Even among EAC countries, standards vary. For example, there is a “higher level of care available” in Rwanda than in South Sudan, Cronan said.

“Questions come up and there aren’t always good answers. You might recommend some other diagnostics. For example, if they say, ‘We don’t have a CT scan,’ we teach them that in some situations, you can use an ultrasound machine because ultrasound machines are more readily available than CT scans.”

Cronan agrees that this is an injustice in global public health.

“It’s obvious. But when you look at other diseases [other than Ebola]This is injustice to you also. If you look at what we are investing in oncology, hematology, what we are able to treat for hundreds of thousands of dollars… and here it is simply not possible. “It’s obvious to everybody,” Cronan said.

How does Africa manage despite cuts in foreign aid?

African countries and their physicians have handled Ebola epidemics in the past, despite obvious differences – lack of funding, medical machines and medicine.

“[Past] The Ebola outbreak – whether it was 20 cases or 30,000 cases – was controlled by all non-pharmacological measures, through collaboration between research, public institutions, and the population,” he said. “Cases were isolated, contacts were traced, and health education was implemented,” he said. “We can do a lot about the pandemic if we really want and cooperate.”

But that spirit of cooperation seems to be vanishing. America is again considering cutting foreign financial aid A proposal to fundamentally change how the US Office of Management and Budget awards grants.

In short, and if the new rules go into effect, no money will be allowed to leave the US unless it clearly helps Americans.

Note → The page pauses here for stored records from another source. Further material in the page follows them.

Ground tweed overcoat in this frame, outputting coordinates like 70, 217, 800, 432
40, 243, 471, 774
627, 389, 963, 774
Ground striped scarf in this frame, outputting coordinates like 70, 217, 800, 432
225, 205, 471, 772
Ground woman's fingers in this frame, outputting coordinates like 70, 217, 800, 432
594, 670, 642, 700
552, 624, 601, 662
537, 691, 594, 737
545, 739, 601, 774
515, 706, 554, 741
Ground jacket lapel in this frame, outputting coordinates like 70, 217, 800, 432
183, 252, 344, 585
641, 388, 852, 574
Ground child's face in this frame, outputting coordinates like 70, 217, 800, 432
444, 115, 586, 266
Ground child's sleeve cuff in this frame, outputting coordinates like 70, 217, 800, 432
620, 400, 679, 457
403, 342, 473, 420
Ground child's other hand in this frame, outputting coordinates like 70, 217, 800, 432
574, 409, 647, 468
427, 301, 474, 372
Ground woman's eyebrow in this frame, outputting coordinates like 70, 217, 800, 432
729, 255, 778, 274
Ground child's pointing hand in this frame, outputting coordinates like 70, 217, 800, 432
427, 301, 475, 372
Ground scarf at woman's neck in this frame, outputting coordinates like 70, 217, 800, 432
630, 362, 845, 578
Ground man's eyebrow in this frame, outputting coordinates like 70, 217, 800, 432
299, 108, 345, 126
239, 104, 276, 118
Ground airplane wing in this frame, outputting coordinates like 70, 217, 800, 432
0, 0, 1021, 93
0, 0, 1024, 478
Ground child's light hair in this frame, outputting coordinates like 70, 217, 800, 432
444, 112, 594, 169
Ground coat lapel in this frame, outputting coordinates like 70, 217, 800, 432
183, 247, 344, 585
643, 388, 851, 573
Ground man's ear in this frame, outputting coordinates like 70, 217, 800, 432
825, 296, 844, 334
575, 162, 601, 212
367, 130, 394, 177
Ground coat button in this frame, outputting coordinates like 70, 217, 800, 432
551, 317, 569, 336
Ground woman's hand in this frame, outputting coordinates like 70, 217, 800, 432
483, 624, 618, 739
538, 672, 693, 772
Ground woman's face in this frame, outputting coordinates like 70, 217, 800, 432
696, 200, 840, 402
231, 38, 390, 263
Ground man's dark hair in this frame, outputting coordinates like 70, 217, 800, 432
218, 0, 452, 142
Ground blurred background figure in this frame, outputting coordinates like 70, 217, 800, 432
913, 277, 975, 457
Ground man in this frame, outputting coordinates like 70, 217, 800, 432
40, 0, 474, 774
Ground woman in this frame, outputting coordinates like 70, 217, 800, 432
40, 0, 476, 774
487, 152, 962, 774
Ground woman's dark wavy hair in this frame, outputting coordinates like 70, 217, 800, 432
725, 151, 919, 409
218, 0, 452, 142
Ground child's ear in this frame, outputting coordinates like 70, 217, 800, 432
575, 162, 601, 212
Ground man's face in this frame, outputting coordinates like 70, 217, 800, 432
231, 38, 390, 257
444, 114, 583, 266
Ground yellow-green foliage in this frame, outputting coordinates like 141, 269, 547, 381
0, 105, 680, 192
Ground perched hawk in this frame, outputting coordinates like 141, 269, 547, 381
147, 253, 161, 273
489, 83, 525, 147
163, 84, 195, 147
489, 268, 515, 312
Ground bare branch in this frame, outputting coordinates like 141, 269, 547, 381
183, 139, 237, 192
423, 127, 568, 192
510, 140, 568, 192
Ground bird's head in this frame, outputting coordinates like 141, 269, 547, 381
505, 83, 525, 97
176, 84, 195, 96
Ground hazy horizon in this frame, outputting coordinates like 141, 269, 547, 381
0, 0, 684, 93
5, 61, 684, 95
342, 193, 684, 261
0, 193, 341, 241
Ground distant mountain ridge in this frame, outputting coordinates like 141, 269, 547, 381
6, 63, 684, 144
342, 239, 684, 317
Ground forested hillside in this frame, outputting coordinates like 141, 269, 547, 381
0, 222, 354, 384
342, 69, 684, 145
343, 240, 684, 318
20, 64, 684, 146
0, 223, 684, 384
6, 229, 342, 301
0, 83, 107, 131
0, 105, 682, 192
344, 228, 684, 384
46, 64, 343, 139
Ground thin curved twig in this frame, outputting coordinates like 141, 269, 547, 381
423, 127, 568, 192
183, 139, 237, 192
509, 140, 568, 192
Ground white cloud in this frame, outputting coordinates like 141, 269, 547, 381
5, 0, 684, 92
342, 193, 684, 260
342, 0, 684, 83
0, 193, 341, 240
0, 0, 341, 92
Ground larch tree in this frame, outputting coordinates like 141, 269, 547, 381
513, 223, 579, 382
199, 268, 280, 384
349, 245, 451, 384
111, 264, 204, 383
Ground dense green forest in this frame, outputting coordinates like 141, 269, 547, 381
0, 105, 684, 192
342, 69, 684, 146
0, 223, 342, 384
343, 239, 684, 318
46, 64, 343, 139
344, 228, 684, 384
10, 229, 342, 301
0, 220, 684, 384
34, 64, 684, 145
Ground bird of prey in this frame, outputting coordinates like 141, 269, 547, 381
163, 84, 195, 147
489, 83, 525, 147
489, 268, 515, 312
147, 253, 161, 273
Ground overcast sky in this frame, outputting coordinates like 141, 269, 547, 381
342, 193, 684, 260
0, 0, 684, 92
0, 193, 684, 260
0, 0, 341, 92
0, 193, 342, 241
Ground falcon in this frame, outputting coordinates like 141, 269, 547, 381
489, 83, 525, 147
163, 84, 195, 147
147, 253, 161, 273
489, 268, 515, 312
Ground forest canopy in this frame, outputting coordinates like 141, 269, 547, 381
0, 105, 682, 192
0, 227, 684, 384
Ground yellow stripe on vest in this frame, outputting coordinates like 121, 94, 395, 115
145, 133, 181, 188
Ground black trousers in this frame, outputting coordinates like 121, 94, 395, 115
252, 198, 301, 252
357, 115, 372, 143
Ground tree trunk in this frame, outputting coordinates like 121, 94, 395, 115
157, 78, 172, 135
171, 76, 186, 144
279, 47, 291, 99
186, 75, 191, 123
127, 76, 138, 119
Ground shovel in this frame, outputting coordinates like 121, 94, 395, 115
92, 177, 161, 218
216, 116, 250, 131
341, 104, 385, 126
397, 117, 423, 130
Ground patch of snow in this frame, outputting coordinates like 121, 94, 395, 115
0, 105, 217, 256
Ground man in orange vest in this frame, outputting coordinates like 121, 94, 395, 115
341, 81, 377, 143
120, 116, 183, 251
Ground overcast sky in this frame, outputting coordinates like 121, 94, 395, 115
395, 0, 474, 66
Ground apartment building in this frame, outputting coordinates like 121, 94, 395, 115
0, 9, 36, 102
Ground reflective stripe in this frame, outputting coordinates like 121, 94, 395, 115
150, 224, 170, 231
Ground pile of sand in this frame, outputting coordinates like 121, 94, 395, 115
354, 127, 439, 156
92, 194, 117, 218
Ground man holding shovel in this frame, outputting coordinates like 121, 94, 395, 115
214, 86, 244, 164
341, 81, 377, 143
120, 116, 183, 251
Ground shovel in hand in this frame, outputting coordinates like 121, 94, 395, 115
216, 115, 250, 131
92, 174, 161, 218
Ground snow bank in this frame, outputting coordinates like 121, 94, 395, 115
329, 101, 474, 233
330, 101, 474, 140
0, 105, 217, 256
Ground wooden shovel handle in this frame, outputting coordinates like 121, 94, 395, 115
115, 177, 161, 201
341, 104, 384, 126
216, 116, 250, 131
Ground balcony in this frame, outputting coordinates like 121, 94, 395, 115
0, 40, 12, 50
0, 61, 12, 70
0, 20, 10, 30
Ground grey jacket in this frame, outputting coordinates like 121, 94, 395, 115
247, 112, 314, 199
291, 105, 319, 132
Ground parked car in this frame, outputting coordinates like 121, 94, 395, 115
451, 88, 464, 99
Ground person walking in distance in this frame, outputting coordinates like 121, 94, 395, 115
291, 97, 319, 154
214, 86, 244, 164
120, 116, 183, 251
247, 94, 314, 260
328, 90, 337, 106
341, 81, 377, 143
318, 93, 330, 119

This is in addition to the fact that the US has already cut USAID programs by 83% and withdrawn from WHO. And some European countries stepped in to fill this gap.

“This pandemic has developed on the fertile ground of instability, inadequate health care. Health care and surveillance have been weak for years. And these cuts have made them weak again,” Gertler said. “We know from colleagues – and I know this from my stay in the DRC in 2025 – health care centers have closed; contracts of many staff have not been extended; stocks of medicines have been cut. All this is visible in the last year.”

These effects may soon be felt elsewhere. “When it comes to diseases with epidemic potential,” Gertler said, “there is also a public interest far beyond the outbreak area.”

We saw this during Covid, when a local outbreak became a regional pandemic and then a global pandemic.

More recently, we saw people fear in Spain when a Caribbean cruise ship carrying Hantavirus patients arrived in the Canary Islands.

And it appears the Trump administration knows it, too. Perhaps that is why he wanted Stafford to get his treatment somewhere other than America.

“It’s painful to watch,” Gertler said. “Yes, that.” [Ebola] Diseases are rare. But we as doctors and witnesses to this situation must raise the question: Why are we standing so naked?”